OCTOBER 2 is the opening day of the hunting season and there are fears that this could lead to a massacre of game species dwelling in Silves’ mountains.
The land in question involves the intended concessionary zone designated ‘Zona de Caça Turística da Serra de Silves’, or tourist hunting zone of the Silves mountains, an area covering a massive 6,000 hectares around the Centro Cinegético (Parque Biológico). The concession, in the event, was never granted to anyone by Silves Câmara and the time within which the concession should have been granted ran out in July. The result is that the entire area is now a free-for-all hunting zone, with no restrictions. It is reported that a group of hunters from the north of the country are already planning a trip to Silves on October 2.
Under new hunting legislation, Câmaras do not have the authority to manage hunting areas, but are to grant out these reserves to private companies, who regulate them and only allow members to hunt on territory controlled by them.
Recently, it was reported in the Barlavento newspaper that there is at least one body interested in managing the zone. The owners of the lands, most who are members of ‘Viver Serra’, the association for the protection and development of the mountains of the Barlavento, have created the body XelbCaça and have presented a proposal and plan for managing the area. Presently, the proposition is being considered by the Secretary of State for Forests and Rural Development, Rui Nobre Gonçalves, but the concession will still take time to be granted.

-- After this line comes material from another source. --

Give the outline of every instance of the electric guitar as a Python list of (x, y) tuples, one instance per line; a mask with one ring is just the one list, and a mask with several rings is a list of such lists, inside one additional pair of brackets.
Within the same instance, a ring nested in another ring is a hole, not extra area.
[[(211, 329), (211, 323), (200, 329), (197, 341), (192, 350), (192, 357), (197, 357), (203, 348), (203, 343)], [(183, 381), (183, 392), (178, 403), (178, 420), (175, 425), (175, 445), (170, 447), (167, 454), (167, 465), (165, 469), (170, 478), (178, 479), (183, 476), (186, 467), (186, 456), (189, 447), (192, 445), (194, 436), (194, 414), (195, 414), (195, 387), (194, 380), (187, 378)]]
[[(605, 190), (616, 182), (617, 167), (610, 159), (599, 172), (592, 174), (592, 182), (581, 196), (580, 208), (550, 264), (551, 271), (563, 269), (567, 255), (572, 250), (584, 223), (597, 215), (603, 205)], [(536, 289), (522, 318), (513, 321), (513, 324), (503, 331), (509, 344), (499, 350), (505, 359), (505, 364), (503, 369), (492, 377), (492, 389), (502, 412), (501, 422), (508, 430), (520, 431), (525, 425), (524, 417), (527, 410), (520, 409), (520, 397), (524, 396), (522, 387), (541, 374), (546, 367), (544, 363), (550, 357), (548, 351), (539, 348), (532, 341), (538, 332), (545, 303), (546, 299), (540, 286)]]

The upshot is that there will be no regulation over the land by the beginning of the hunting season in a few days time. Many hunters already know of this legal loophole and are planning to descend on the area to prey on a variety of game such as partridges, wild boar and deer, many animals having fled to this zone to escape the forest fires. Despite the fires and the drought, the number of game animals has increased substantially and local hunters are said to be itching at their triggers.

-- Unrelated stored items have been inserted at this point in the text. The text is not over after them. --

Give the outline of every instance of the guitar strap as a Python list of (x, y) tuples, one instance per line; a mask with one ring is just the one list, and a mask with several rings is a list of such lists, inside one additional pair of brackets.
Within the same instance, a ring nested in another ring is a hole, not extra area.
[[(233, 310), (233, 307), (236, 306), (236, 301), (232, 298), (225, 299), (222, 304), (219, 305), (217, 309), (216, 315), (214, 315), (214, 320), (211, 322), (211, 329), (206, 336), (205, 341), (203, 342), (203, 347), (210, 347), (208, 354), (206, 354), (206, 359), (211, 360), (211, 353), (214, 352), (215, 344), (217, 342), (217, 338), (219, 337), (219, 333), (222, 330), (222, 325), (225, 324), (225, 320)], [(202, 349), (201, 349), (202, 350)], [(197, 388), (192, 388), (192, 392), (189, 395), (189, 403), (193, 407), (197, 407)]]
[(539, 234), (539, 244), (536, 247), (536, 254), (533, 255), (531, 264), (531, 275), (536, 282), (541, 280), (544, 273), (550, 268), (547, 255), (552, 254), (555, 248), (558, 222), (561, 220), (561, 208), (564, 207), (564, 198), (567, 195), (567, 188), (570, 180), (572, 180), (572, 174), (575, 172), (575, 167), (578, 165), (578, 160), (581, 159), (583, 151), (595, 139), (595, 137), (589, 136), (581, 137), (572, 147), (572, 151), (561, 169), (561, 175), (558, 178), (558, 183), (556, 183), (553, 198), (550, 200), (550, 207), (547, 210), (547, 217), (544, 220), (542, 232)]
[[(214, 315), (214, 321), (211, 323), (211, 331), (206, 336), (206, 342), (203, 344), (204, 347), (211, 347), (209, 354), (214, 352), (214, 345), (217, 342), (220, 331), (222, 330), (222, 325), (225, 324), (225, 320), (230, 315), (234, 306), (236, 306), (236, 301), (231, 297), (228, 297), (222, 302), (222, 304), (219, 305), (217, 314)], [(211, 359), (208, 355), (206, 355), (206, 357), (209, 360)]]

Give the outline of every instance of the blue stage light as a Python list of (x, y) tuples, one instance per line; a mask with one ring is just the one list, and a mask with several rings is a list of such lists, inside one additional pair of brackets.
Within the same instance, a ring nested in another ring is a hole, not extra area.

Apart from over-hunting, there is also the obvious problem of too many hunters arriving in the same area and fears are that they will shoot others by mistake (as has happened before in the Algarve). These fears have led to calls for the Câmara to replace the hunting control signs designating the area as a tourist hunting zone, even though it is now a free zone, in the hope that some hunters will be put off going there.
In preparation for the opening day and aware of the dangers that this legal loophole has created, the Regional Department for Agriculture will be placing several forestry guards in the locale, who will be supported by specialist personnel from Silves Câmara.